As Silvaro thought about the purchasing of parts and materials, two things kept going through her mind: the amount of space available for parts storage and the level of financial resources available to invest in parts and materials. The acquisition of the auto supermarket dealership put an increased strain on both finances and space, with the need to support three different car lines at the same facility. Investment dollars were becoming scarce, and space across all the locations was at a premium. Silvaro wanted a ‘whole of organisation’ approach, and wondered what could be done in the purchasing, supply chain, and inventory areas to address some of these concerns and alleviate some of the pressures.
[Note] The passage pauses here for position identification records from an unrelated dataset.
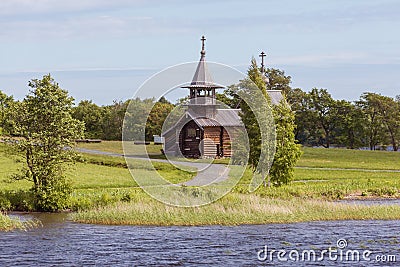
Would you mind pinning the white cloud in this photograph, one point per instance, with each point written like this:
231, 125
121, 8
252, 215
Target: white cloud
20, 7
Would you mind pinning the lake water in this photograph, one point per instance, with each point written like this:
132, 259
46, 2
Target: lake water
60, 242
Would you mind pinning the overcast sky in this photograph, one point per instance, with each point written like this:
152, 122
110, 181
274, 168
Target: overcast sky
103, 50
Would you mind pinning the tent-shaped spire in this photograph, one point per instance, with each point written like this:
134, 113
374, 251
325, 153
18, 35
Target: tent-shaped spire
202, 78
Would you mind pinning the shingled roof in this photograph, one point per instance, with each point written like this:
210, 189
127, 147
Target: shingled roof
202, 77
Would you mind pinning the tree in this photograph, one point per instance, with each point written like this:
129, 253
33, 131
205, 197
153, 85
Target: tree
373, 122
323, 107
112, 120
287, 151
47, 133
5, 104
349, 130
156, 118
279, 81
91, 115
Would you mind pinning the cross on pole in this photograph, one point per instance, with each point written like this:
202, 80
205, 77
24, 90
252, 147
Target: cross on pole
203, 39
262, 55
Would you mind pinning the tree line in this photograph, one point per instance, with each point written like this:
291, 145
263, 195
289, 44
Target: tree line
373, 121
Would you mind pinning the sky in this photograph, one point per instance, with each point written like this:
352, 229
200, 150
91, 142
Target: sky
104, 50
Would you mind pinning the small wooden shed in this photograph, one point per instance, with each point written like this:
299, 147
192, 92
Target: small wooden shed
205, 129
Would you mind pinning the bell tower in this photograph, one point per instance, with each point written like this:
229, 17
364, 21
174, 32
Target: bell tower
202, 98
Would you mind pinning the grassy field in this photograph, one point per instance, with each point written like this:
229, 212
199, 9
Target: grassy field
104, 191
233, 209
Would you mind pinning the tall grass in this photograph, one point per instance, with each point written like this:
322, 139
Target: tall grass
8, 224
233, 209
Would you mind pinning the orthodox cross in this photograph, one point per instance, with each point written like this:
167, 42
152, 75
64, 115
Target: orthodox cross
262, 55
203, 39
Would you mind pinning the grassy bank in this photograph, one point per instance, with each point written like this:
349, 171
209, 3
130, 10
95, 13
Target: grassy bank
104, 191
8, 224
233, 209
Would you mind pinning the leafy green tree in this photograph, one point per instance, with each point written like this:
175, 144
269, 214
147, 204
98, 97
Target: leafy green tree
5, 104
389, 111
47, 133
287, 150
323, 107
91, 115
349, 129
156, 118
112, 120
373, 122
279, 81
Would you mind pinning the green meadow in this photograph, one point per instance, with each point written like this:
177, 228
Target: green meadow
104, 191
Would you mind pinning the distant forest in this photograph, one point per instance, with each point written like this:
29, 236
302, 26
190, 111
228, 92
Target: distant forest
372, 122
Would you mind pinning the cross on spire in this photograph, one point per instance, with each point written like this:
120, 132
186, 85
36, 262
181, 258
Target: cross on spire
203, 39
262, 55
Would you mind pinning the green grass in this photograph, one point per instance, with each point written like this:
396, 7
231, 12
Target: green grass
104, 191
348, 159
116, 147
233, 209
8, 224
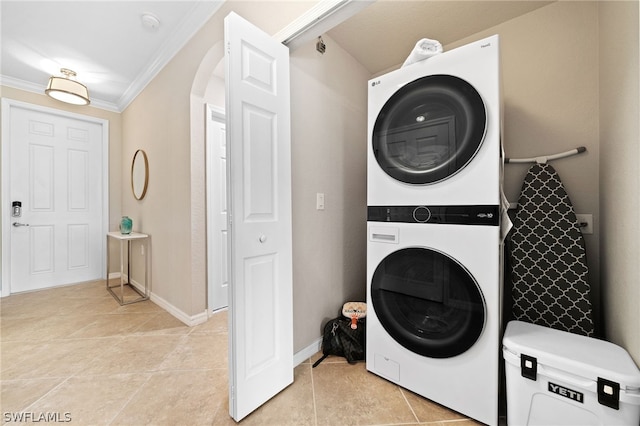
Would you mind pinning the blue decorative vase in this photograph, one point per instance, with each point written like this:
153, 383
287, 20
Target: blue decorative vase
126, 224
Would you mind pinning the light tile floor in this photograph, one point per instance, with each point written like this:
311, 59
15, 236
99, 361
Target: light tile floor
74, 352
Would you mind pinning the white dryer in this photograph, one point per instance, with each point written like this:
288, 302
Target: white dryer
436, 125
434, 297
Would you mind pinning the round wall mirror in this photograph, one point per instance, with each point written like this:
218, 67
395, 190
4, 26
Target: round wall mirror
139, 174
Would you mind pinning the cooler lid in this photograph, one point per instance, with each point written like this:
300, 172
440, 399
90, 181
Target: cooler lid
579, 355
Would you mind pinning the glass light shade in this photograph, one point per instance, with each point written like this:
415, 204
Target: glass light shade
67, 90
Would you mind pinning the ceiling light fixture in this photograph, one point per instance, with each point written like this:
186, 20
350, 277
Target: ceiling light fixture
67, 89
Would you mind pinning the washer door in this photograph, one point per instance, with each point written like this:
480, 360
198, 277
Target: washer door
428, 302
429, 129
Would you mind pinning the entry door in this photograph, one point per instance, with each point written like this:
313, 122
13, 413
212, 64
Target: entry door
56, 173
259, 158
217, 236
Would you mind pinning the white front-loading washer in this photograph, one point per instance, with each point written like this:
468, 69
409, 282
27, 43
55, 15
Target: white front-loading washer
434, 130
434, 298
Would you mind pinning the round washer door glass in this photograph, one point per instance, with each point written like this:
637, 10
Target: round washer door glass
429, 130
428, 302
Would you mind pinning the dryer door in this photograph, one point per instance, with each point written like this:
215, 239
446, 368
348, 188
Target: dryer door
428, 302
429, 130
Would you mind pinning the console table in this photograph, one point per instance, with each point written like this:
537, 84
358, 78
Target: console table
125, 280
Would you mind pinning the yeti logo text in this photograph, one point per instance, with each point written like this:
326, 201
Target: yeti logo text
566, 392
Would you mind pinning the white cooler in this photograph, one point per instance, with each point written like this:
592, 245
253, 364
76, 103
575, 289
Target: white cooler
559, 378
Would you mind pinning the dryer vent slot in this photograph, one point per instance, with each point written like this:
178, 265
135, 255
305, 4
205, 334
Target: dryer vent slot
383, 234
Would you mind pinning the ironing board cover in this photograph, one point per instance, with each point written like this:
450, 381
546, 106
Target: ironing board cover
548, 258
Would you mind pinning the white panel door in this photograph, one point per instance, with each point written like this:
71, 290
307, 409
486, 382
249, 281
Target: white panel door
217, 235
56, 173
259, 158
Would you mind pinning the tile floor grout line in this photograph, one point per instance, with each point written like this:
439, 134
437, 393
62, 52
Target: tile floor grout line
415, 416
25, 409
128, 401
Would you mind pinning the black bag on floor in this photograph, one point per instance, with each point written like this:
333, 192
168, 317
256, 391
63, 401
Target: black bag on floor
340, 339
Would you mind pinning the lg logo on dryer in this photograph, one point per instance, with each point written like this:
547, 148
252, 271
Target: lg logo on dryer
566, 392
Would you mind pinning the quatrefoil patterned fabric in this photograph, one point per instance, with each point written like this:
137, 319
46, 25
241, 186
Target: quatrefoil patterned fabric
548, 258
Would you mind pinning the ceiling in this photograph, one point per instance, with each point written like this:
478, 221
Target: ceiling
107, 44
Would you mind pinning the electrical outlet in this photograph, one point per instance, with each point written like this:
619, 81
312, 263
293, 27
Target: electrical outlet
586, 223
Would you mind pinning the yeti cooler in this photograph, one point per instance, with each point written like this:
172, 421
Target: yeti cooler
559, 378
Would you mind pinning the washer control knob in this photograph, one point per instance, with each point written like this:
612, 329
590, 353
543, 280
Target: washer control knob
421, 214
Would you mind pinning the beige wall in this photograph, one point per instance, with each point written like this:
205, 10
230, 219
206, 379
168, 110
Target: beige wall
116, 183
329, 123
550, 92
570, 79
620, 172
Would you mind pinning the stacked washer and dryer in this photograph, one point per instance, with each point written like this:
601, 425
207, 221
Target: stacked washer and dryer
434, 267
As a newly appointed Purchasing Manager at Silvaro Motors you are required to prepare a report for Ms Silvaro that addresses the following questions:
1. How might purchasing and inventory management policies and procedures differ because of the different types of service parts and materials purchased by the dealerships (e.g. lubricants, non-genuine parts versus genuine parts) from different types of suppliers?
2. What appear to be the main weaknesses of current purchasing and inventory management practices at Silvaro Motors, and how could these weaknesses be affected by the new acquisition?
3. How can supply-chain and inventory management concepts help Silvaro Motors reduce investment and space requirements whilst maintaining adequate service levels?
4. What recommendations would you make to Ms Silvaro with respect to restructuring the purchasing and inventory functions for the Silvaro Motors dealership network?